The Warriors were never supposed to be here. Even making the postseason once seemed a long shot in a Western Conference teeming with qualified contenders, to say nothing of the challenges of upsetting the third-seeded Nuggets in the first round or keeping competitive with the Spurs a round later. Yet Golden State's season has been one of progressive improbability, with each task more daunting—and each accomplishment more amazing—than the last. After squaring the series with San Antonio at 2--all with a 97--87 win on Sunday, the Warriors still aren't likely to be NBA champions, but a path so rich in wonder is well worth watching, and certainly worth celebrating.
And as much as that success has been built on the incomprehensibly potent shooting of Stephen Curry, the improved health and strong play of center Andrew Bogut, and the roundly impressive performance of a supporting cast that includes three rookies, all that this Golden State team is can be attributed to second-year coach Mark Jackson. No longer is he a visionary point guard or a color-commentating character; he's taken up his latest position with an earnestness rarely seen in the coaching ranks.
"In case I forget to tell you: I love you," Jackson, 48, told the Warriors huddle in the midst of their first-round upset, broadcast to the world thanks to TNT's Inside Trax segment. That's not a sentiment you often hear in an NBA timeout; the average huddle seems to be equal parts technical adjustment and pseudo-motivational tripe.
Jackson moonlights (or morninglights?) as an ordained minister, though his talks with his team are anything but preachy. He's a man resolute in his hoops convictions, yet he conveys them with surprising grace for a former player revered for his hard-nosed style. There's a balance in coaching professional athletes that Jackson already understands better than most. His is a position of authority, but one born of a mutual respect between an empowering coach and the players he tends.
The trust in that bond is what gives these Warriors their fundamental zeal, though Jackson's own development as a tactician has been crucial to their ascent.
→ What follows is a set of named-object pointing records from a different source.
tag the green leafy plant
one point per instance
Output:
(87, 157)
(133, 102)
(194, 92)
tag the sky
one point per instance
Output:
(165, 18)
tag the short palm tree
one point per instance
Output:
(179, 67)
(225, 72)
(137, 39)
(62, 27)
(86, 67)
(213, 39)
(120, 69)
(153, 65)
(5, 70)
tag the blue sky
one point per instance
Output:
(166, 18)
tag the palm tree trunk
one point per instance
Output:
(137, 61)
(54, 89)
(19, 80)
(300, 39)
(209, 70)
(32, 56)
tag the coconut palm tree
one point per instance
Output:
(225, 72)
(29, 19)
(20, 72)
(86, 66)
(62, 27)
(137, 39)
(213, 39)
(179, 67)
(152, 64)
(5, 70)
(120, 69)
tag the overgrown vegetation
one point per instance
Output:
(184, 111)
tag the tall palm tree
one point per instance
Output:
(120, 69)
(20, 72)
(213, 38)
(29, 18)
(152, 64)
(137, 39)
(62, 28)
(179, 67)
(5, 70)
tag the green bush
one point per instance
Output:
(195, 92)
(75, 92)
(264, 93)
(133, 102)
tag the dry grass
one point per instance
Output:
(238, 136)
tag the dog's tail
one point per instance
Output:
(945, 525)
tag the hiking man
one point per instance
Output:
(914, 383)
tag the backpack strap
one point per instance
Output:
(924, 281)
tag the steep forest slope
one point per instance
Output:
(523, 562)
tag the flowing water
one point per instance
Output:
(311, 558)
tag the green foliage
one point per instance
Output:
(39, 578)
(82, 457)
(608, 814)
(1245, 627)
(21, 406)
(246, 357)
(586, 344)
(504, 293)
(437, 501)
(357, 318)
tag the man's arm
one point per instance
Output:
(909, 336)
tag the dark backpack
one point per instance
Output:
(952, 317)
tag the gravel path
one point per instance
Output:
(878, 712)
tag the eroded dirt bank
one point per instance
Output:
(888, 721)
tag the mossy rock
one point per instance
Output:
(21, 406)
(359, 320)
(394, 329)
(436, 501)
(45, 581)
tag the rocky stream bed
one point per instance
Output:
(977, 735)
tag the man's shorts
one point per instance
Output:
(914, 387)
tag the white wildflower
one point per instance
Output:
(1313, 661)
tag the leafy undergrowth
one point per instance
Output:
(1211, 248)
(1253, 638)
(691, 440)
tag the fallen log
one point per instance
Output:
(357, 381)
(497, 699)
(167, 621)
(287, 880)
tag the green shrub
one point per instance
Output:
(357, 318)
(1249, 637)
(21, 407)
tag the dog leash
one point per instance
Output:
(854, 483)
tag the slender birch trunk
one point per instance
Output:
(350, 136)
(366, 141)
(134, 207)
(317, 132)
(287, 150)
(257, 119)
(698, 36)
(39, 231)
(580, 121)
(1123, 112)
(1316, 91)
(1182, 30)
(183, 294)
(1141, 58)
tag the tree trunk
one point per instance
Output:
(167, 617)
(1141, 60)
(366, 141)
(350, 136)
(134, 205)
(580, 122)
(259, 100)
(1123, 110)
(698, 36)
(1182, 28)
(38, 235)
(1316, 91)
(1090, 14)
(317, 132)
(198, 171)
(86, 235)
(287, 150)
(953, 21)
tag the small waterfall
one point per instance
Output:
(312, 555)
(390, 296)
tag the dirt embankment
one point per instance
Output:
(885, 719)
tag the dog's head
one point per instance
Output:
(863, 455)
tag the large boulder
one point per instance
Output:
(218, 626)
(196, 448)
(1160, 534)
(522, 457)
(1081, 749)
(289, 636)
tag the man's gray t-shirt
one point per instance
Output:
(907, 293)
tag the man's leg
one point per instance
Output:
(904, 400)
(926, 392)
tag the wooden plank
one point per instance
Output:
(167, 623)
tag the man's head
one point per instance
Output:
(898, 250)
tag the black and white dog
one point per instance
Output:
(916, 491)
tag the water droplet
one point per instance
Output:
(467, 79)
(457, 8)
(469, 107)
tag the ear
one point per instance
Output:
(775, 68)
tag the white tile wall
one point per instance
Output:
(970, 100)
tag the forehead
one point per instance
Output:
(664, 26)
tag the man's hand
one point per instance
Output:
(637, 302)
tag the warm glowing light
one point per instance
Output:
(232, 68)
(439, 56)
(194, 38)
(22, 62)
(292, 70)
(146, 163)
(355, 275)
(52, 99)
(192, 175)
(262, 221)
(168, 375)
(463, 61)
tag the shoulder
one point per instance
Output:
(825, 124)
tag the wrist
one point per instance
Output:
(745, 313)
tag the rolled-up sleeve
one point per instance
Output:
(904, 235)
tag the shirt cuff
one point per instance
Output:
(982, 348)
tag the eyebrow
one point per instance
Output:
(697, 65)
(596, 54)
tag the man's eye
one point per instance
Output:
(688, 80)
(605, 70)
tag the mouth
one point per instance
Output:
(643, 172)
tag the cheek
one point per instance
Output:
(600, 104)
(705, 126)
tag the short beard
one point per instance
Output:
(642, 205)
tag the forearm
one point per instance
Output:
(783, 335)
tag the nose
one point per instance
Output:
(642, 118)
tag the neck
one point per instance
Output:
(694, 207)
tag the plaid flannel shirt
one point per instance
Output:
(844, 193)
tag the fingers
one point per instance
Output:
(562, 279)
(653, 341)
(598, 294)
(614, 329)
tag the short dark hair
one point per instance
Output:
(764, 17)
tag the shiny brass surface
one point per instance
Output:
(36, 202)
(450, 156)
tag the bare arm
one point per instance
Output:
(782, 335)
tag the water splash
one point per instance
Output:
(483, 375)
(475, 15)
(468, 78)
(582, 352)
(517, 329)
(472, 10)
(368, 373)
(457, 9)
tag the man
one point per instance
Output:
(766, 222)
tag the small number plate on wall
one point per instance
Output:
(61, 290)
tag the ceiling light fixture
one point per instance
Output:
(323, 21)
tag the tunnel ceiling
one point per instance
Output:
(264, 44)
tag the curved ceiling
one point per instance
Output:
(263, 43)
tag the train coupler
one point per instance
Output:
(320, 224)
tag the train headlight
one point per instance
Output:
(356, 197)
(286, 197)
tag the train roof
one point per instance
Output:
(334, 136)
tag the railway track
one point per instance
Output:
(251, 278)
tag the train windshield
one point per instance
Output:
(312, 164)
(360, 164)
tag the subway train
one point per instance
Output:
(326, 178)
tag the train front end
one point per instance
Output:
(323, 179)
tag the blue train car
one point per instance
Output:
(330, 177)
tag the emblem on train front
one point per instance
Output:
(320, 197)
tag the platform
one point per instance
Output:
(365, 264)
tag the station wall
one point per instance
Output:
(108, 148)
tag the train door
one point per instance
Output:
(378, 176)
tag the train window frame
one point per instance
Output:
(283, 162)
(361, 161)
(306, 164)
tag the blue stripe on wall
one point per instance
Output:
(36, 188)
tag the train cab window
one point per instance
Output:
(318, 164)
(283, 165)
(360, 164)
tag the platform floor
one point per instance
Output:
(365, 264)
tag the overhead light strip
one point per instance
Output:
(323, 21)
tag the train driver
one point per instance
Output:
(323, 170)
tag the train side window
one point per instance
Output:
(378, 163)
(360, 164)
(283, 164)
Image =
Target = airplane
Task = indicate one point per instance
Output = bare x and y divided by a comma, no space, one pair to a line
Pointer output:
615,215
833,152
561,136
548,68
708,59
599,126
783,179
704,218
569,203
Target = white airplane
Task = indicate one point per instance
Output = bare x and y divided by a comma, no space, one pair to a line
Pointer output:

A way with words is ultimately just a medium for what's actually being said. In the case of Jackson's first season as coach, that message included exploitable pick-and-roll coverage, bland offensive design and head-scratching bits of in-game decision making. He was learning on the job—his first as a head coach at any level—which has become even more apparent now that we've seen the fruits of his labor.
Where some coaches might have panicked after losing an offensive piece as pivotal as All-Star forward David Lee, Jackson gently tweaked his strategy: spacing the floor with shooters, counting on Bogut to offset the rebounding and playmaking lost, and leaning on reserve forward Carl Landry to provide spot scoring. Even when Curry started cooking, Jackson didn't allow his team to rely on his heat-check shooting; instead, Golden State continued to run its offense while accounting for the fact that Curry was on fire. The high pick-and-rolls moved higher and higher, to the point where Curry could step around that single screen and into an open three-pointer—an impossible attempt for most opposing big men to contest. The other Warriors played off Curry by making hard cuts to the rim. Together they stretched the frenetic Nuggets and the well-trained Spurs to their respective defensive limits. Defensively Golden State was 14th in points per 100 possessions—its first finish in the top half of the league in 14 years.
All of which goes to explain why Jackson's engaging his Warriors at the center of a huddle is one of the most enduring images of this year's playoffs, and why his words from within those huddles are as indelible an NBA sound bite as you're likely to find. Most gatherings of this kind come with benchwarmers scattered on the fringes, staring into space or inattentively glancing up at the jumbotron. But the chemistry of this team is too strong, as is the fellowship that a truly influential coach's leadership inspires. When Jackson speaks, the Warriors listen. And now, more than ever, Jackson is speaking tactical truths from a truly thoughtful perspective, and guiding a team of believers to be the best version of their basketball selves.